Noisy urchins cause mysterious ocean sounds
Washington, August 19 : A team of scientists has confirmed that urchins - spiny sea creatures, are responsible for a mysterious, twice-daily uproar heard underwater around northern New Zealand reefs.
According to a report in National Geographic News, the mystery was solved by Auckland University marine biologists Craig Radford and Andrew Jeffs, who conducted a study of ambient noise around the reefs.
The pair recorded two massive spikes in sound intensity each day: The first occurs just before dusk, the other before sunrise.
They found that the 20- to 30-decibel noise is caused by the spiny sea creatures' teeth scraping on reefs as the hungry starfish relatives feed on algae and invertebrates.
Radford said that urchins had long been suspected of creating the din, but it took a series of experiments to confirm it.
"We put some urchins in a tank and got them feeding on algae, then we recorded them. The noise they were producing caused spikes at certain frequencies," he said.
Those frequencies matched the sonic peaks the team had recorded at sea.
The recorded frequencies also confirmed a series of earlier Australian experiments using Helmholtz resonance, the phenomenon of air resonating as it moves in and out of a cavity-as when you blow across a bottle opening to create a tone.
Radford said that the nocturnal animals' hard shells produced just such a resonance as they fed with their five-toothed, calcium-carbonate mouths.
"The noise they make is the sound of those teeth scraping on the rocks. A large urchin will have a low resonance frequency, while a small urchin will have a higher frequency," he said.
"When they emerge from their crevices at dusk, they're probably really hungry, munching away quite rapidly," he said, adding that the din drops off as the night progresses.
"They have another big feed before they go to sleep at dawn," the biologist said.
The researchers found that on heavily fished reefs, where depleted fish stocks have led to an increase in urchin numbers, the noise was much greater than in reserves where fishing was banned. Coastal noise of similar frequency and bandwidth has been recorded near the Bahamas; San Diego, California; and Australia.

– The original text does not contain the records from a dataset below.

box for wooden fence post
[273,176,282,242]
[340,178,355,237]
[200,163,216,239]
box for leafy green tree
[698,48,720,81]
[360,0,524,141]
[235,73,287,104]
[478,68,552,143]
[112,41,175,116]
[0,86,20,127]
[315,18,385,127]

According to Chris Tindle, a physicist at the University of Auckland, the urchins made more noise on dark nights around the new moon.
"It's a huge increase-20 to 30 decibels-which is an increase of a hundred to a thousand times the background level," he said.
Biologists believe that the noise of reefs, not just the munching of urchins, but also the pops of snapping shrimps and the grunts of fish, acts as a beacon.
The sound may guide larval fish and crustaceans, which hatch in plankton swarms many miles out at sea, to suitable habitats.